How to Create a New Dataframe Without Binary Data in Python
Filtering out binary data (columns with True
or False
values) can help clean up your dataset for more focused analysis. This can be efficiently done using the select_dtypes() function in Python.
The following example shows how to create a new dataframe without binary data in Python.
Removing Binary Data Using select_dtypes()
The select_dtypes()
function in Pandas allows you to include or exclude specific data types from your DataFrame. By excluding the bool data type, we can remove binary data.
Let’s consider a DataFrame containing product details, where one of the columns stores binary data (True
or False
).
# Import pandas library
import pandas as pd
# Declare dataframe
df = pd.DataFrame({
'Date': ['01-03-2023', '01-03-2023', '01-03-2023', '01-03-2023', '02-03-2023', '02-03-2023'],
'Product_Code': ['A-101', 'A-102', 'A-103', 'B-101', 'B-102', 'B-104'],
'Product_Name': ['Laptop', 'Mobile', 'Printer', 'Keyboard', 'Scanner', 'Mouse'],
'Price': [4500, 550, 250, 50, 350, 50],
'Status': [True, True, True, False, True, True]
})
# Select columns that are not boolean
new_df = df.select_dtypes(exclude=['bool'])

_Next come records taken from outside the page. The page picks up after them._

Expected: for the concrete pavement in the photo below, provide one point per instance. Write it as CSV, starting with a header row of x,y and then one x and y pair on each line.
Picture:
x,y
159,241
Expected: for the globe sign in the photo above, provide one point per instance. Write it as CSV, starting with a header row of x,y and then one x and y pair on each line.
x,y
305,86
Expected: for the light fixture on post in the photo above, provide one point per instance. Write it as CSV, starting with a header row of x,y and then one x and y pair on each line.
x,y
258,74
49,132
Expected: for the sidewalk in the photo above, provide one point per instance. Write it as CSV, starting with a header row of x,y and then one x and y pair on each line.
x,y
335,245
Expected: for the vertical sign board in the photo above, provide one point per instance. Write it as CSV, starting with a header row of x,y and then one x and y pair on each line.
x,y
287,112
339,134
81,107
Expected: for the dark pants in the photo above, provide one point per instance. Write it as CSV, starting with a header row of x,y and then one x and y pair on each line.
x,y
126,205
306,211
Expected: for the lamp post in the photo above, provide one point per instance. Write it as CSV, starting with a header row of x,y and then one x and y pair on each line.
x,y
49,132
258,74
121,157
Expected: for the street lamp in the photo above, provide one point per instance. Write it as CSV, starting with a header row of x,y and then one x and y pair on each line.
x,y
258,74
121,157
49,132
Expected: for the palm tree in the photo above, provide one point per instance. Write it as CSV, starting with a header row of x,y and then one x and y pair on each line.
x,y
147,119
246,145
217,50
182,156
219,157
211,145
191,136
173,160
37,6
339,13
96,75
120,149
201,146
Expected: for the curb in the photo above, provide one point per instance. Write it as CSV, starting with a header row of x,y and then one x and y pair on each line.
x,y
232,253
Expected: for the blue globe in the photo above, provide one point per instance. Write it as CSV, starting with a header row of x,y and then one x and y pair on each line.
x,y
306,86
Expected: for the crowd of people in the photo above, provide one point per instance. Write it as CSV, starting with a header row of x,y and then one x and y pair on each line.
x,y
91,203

# Display the new dataframe
print(new_df)
Output: 👇️
Date Product_Code Product_Name Price
0 01-03-2023 A-101 Laptop 4500
1 01-03-2023 A-102 Mobile 550
2 01-03-2023 A-103 Printer 250
3 01-03-2023 B-101 Keyboard 50
4 02-03-2023 B-102 Scanner 350
5 02-03-2023 B-104 Mouse 50
In this example, we use the select_dtypes() function to create a new dataframe new_df that excludes columns with boolean data from the existing dataframe df.
The output shows the new dataframe without binary data.
Conclusion
By using the select_dtypes()
function, you can effectively clean your DataFrame and exclude binary data with minimal effort.
- This method is highly efficient and adaptable for datasets with mixed data types.
- Removing boolean data simplifies the dataset, helping you focus on meaningful insights.